The high costs of attending college and the large number of out-of-state students who generally move away after graduating have also played a role in slow economic development planning, Boren said. A state with a low number of college graduates as permanent residents has difficulty attracting quality outside businesses or providing growth and class-mobility opportunities for low-income residents.
“In Oklahoma, we have a disconnect between what we’re bothered by and what the political consequences are for that. We’re wanting to invest more dollars into common good, we just don’t have that culture here that sees investment in each other as investment in the common good,” Boren said. “We see it more as a negative thing. It makes it harder for low-income students, minority communities and first-generation students.”
There are spots of hope, though.

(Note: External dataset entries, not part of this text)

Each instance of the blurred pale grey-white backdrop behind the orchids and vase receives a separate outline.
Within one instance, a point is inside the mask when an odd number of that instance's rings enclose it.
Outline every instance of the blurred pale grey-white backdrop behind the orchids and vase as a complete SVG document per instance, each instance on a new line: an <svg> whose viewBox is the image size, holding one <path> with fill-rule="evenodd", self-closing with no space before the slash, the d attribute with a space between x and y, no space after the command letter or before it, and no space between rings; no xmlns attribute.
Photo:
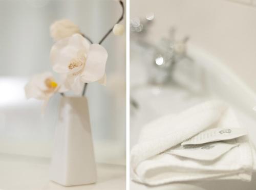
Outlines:
<svg viewBox="0 0 256 190"><path fill-rule="evenodd" d="M52 71L49 52L52 22L67 18L99 42L121 15L116 1L0 1L0 155L50 157L60 96L53 97L44 117L41 102L26 100L24 86L36 73ZM124 21L122 21L124 23ZM125 34L111 34L107 85L88 85L96 161L125 163Z"/></svg>

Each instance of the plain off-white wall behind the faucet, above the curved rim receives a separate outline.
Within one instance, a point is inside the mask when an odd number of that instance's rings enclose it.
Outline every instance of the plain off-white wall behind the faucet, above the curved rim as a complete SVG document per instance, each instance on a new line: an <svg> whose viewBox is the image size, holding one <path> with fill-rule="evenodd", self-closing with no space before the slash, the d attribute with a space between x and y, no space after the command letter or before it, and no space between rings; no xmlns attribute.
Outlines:
<svg viewBox="0 0 256 190"><path fill-rule="evenodd" d="M131 0L131 17L155 13L148 39L158 41L176 26L178 38L189 35L199 46L229 66L256 91L256 7L252 1ZM241 3L242 2L242 3Z"/></svg>

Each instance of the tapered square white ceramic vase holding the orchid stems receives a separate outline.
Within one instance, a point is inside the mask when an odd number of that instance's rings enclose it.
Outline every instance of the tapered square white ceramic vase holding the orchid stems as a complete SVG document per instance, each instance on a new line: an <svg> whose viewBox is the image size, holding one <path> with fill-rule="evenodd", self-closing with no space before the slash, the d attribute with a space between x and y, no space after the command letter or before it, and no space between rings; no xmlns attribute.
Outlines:
<svg viewBox="0 0 256 190"><path fill-rule="evenodd" d="M87 98L61 97L50 179L72 186L95 183L96 178Z"/></svg>

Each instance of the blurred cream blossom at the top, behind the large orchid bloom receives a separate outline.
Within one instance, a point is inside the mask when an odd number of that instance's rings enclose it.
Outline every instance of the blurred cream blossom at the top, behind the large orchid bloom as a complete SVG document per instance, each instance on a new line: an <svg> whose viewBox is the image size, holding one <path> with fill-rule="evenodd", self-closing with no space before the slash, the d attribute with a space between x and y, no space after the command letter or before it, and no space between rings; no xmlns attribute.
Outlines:
<svg viewBox="0 0 256 190"><path fill-rule="evenodd" d="M62 19L55 21L50 27L50 34L54 41L80 33L80 29L72 21Z"/></svg>

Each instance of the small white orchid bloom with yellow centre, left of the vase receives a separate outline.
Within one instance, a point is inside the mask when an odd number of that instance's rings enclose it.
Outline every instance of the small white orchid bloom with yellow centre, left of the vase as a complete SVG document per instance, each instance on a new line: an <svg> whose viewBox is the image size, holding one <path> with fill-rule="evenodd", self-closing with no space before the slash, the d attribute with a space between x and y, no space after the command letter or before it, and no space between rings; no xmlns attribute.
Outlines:
<svg viewBox="0 0 256 190"><path fill-rule="evenodd" d="M25 86L25 93L28 99L35 98L48 101L59 90L60 85L50 72L34 75Z"/></svg>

Other universities have found success with private-public partnerships, such as North Carolina State University’s Centennial Campus, a research hub that creates direct partnerships between researchers, students and businesses in various communities.
And in other states, legislatures have begun to limit universities’ abilities to participate in certain aspects of financialization by freezing tuition or mandating the number of out-of-state students stays below a certain percentage, Eaton said. Oklahoma currently does neither of these, but that doesn’t mean it couldn’t change.
“The good news is that the University of Oklahoma is still very much a public institution whose governing body is appointed by elected officials, and so the people of Oklahoma have democratic promises and tools by which to redirect the university to its original public purpose,” Eaton said.
Boren said she has been pleased with some of the actions taken by Gallogly, like holding tuition flat and boosting the Oklahoma Promise program at OU for in-state students. Gallogly also has said he plans to increase research on all of OU’s campuses and explore how to make OU a primary medical provider in the state.
Gallogly said the financialization trend and its impacts have been made clear to him, and his mission is simple: Keep college as affordable as possible, especially for low-income students.
“If we keep adding to your tuition semester after semester after semester, pretty soon you just can't afford to go … My goal is to make it as cheap as possible for you to get that high quality education,” Gallogly said. “Getting in the door if you're poor is also really valuable ... I was a poor student too — I worked full time, but if somebody didn’t get me started, it was never going to happen for me. So I believe in getting people started.”